Balado Prendre les devants, Éducation
Réfléchir ensemble à l’avenir de l’éducation au Québec
24 octobre 2024
École à trois vitesses, laïcité, influence des entreprises privées dans la recherche universitaire, égalité des chances : le système d’éducation au Québec est confronté à de multiples enjeux. Pour y faire face, une grande réflexion collective s’impose, estime le philosophe, essayiste et chroniqueur Normand Baillargeon.
Par Anne-Marie Tremblay, collaboration spéciale
Déjà en 2016, Normand Baillargeon écrivait dans les pages du Devoir que le Québec était mûr pour ce type d’exercice, a-t-il rappelé d’entrée de jeu au micro du balado Prendre les devants. C’est d’ailleurs l’une des grandes priorités adoptées par la CSQ lors du congrès de juin dernier. Loin d’être seulement « esthétique », ce genre de réflexion peut exercer une réelle influence, estime-t-il.

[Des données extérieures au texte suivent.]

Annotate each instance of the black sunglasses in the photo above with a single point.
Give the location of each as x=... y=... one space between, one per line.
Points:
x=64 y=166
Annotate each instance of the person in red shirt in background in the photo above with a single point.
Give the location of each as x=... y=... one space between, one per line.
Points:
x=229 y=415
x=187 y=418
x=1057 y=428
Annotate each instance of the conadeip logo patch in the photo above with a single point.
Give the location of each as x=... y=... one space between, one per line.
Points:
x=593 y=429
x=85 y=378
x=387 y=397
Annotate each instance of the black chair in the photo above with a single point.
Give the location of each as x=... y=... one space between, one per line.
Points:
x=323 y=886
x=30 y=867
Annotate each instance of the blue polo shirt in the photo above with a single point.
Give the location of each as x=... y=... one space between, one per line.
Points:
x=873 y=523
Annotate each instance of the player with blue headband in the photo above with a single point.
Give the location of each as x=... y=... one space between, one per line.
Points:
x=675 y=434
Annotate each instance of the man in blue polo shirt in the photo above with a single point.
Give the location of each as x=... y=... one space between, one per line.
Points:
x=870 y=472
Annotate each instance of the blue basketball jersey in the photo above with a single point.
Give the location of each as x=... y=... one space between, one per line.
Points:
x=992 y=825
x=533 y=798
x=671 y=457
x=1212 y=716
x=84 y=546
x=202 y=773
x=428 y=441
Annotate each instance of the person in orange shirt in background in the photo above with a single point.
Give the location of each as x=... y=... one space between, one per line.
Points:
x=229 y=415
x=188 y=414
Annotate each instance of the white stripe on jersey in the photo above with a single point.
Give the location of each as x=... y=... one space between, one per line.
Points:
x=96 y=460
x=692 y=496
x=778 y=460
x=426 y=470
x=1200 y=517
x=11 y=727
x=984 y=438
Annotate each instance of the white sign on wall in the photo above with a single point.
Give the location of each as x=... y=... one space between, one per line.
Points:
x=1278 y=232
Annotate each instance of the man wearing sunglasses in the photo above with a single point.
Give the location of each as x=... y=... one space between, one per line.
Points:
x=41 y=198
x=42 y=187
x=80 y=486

Ce fut d’ailleurs le cas de la Commission Parent, tenue entre 1961 et 1966, qui a permis de jeter les bases du système d’éducation actuel, a rappelé Normand Baillargeon. « Ça a été une longue et sérieuse réflexion. Elle a conduit à la démocratisation de l’éducation au Québec, ce qui n’existait pas avant, en créant, entre autres, le réseau des Universités du Québec, les cégeps et les polyvalentes. » Cette réforme a aussi permis une avancée majeure pour les femmes, leur ouvrant les portes de l’éducation, alors qu’elles étaient auparavant cantonnées à des métiers comme celui d’infirmière.
Or, l’eau a coulé sous les ponts et le système d’éducation actuel fait face à de nouveaux défis sur lesquels il faudrait se pencher autrement qu’à la pièce, fait-il valoir. Ainsi, il est grand temps de rassembler les différents acteurs afin d’examiner ces enjeux dans leur globalité, estime Normand Baillargeon. « Quels sont les faits réels? Qu’est-ce qui se passe réellement? Le philosophe en moi tient à dire qu’on peut avoir des désaccords sur les finalités, mais que les faits à eux seuls ne peuvent dicter cette finalité. »
L’école à trois vitesses
Selon Normand Baillargeon, il faudrait, entre autres, réfléchir au concept d’école à trois vitesses pour connaître l’avis réel de la population à ce sujet. « Est-ce que c’est ce que l’on veut, collectivement? Je pense aussi qu’il faut informer le public de la signification de ces enjeux, car souvent, [les gens] ne sont pas au courant », a-t-il poursuivi. Derrière cette question se cache un enjeu fondamental : l’égalité des chances. « Et pour atteindre cette égalité, il est souvent nécessaire de déployer une inégalité de moyens, de traitements. »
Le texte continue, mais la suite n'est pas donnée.